The other team, from Cambridge university, published in Science the results of a wider study of 2,500 mammal species. They concluded that mate-guarding – preventing other males having access to the female – was the main factor. This conclusion applied to the primates in their study too.
“We must clearly get together with Opie et al and work out where the difference lies,” says Tim Clutton-Brock of Cambridge. There was some common ground, however. Care by both parents is a key factor behind pair bonding in birds, for which the care of eggs and rearing of chicks is generally more demanding than bringing up baby mammals. But both teams decided that this was a secondary effect in mammalian evolution.
“Paternal care evolves after monogamy is present and seems to be a consequence rather than a cause of the evolution of monogamy,” says Dieter Lukas of Cambridge. “It appears to occur in about half of all socially monogamous species and, once it does evolve, it provides a clear benefit to the female.”
The apparent conflict between the conclusions of the two studies shows how hard it is to pin down the evolutionary drivers of behaviour.

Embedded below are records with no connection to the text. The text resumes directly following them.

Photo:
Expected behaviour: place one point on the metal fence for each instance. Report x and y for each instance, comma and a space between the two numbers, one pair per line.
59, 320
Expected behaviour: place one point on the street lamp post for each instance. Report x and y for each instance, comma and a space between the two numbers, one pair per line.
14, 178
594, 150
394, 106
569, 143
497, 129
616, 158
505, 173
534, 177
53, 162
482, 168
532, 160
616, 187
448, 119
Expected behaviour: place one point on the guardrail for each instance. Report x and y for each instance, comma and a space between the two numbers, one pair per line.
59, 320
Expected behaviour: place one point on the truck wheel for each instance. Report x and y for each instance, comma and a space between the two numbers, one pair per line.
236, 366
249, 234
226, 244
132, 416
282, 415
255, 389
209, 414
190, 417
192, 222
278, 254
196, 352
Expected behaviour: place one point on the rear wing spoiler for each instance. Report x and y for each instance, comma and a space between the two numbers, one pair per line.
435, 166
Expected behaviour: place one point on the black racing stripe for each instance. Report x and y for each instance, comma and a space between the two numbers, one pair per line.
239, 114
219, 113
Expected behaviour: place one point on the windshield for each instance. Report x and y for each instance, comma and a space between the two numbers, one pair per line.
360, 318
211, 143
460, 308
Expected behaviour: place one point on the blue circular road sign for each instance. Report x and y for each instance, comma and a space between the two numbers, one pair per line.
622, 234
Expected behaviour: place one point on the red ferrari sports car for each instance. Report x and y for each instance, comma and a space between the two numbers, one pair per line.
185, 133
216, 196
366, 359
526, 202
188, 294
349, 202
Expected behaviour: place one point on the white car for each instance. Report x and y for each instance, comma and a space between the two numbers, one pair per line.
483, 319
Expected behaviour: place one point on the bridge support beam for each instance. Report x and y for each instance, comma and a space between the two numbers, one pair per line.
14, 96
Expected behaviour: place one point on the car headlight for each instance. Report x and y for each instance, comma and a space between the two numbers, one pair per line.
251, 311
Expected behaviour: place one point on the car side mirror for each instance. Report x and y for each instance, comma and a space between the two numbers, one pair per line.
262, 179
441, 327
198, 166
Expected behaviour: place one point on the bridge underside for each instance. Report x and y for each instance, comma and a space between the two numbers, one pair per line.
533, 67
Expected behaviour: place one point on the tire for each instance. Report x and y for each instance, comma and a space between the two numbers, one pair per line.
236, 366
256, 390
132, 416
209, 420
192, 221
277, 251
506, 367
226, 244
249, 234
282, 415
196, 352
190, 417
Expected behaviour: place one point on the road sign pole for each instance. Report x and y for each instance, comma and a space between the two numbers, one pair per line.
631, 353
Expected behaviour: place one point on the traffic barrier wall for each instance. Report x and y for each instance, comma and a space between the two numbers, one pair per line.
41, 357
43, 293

Think for example of the unresolved debate over such issues as the origins of language and culture in our human ancestors.
Whether this social monogamy research would have implications for human evolution – even if the two teams agreed on the cause of monogamy in primates and other mammals – is far from clear.
Susanne Shultz of Manchester University, who is part of the Opie group, is optimistic. “What makes this study so exciting is that it allows us to peer back into our evolutionary past to understand the factors that were important in making us human,” she says. “Once fathers decide to stick around and care for young, mothers can change their reproductive decisions and have more, brainy offspring.”
But Clutton-Brock is not so sure. “Reliance by humans on cultural adaptations means that it is difficult to extrapolate from ecological relationships in other animals,” he says.